The study consisted of two periods: a 2-week run-in period and a 4-week treatment period. During the run-in period, demographic and clinical characteristics of participants were recorded. These included age, gender, comorbidities quantified by Charlson comorbidity index (23), frailty state as assessed by Rockwood’s Clinical Frailty Scale (24), body mass index. In addition, dietary intake of each participant was recorded for seven days and daily energy, protein, carbohydrate, fat and dietary fiber intake were estimated using Food Processor® Nutrition Analysis Software (ESHA Research) (25). Stool frequency, stool characteristics as assessed by Bristol Stool Form Scale (BSFS) ranging from 1 (hard stool) to 7 (liquid stool) and use of laxatives were recorded through a record diary given to participants (26). During treatment period, both groups of participants documented stool frequency, stool characteristics and use of laxatives themselves or with help from LTCF staff. Adverse reactions were recorded using a diary given to the participants to document symptoms of gastrointestinal adverse events including bloating sensation, nausea, vomiting, diarrhea, abdominal pain and increased flatulence presented within 7 days of last treatment. Participants were instructed to maintain their usual daily activities including exercise, food habits, and medication consumption. They consumed as-needed laxatives on their own wish. It was their own initiative to choose lactulose or senna or dulcolax suppository. All medications were kept by LTCF pharmacy. When they needed laxatives, they would inform the LTCF staff to give them the medications.
The primary outcome was fecal characteristics assessed by BSFS at baseline, one week, two weeks, three weeks and four weeks after intervention. BSFS of the intervention group and control group were compared.

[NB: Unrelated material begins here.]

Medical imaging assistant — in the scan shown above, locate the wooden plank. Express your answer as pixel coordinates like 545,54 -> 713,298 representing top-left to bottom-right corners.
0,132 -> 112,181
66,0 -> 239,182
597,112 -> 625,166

Secondary outcomes were frequency of bowel opening per week and laxative use by participants per week. The frequency of bowel opening and laxative use were recorded at baseline, one week, two weeks, three weeks and four weeks after intervention. The frequency of bowel opening and the laxative use of the intervention group and control group were compared. The frequency of laxative use was quantified as «units per week». Senokot, lactulose and dulcolax suppository were the three main laxatives used by residents in the four LTCFs. One unit of laxative was «7.5mg of senokot», «10ml lactulose» or «10mg of dulcolax suppository».
Based on previous data on the use of PHGG in adults with a 30% difference in BSFS between the intervention and control groups, we calculated a required sample size of 42 patients to achieve a statistical significance level of 0.05 with 80% power for 30% post-treatment difference in BSFS between intervention and control group (20). Assuming a 20% drop out rate, a sample size of 52 patients (26 participants in each arm) was proposed. Continuous variables were expressed as mean ± standard deviation of the mean (SD). All statistical tests were two-tailed, at the 0.05 significance level; and all p-values were rounded to three decimal places. Stool characteristics, fecal frequency and the laxatives use of the two groups were compared using independent t-test. Fisher exact test was used to compare adverse events occurrence. Statistical analysis was conducted by the investigators. SPSS 27.0 for Windows (SPSS Inc., Chicago. IL) was used for statistical computation.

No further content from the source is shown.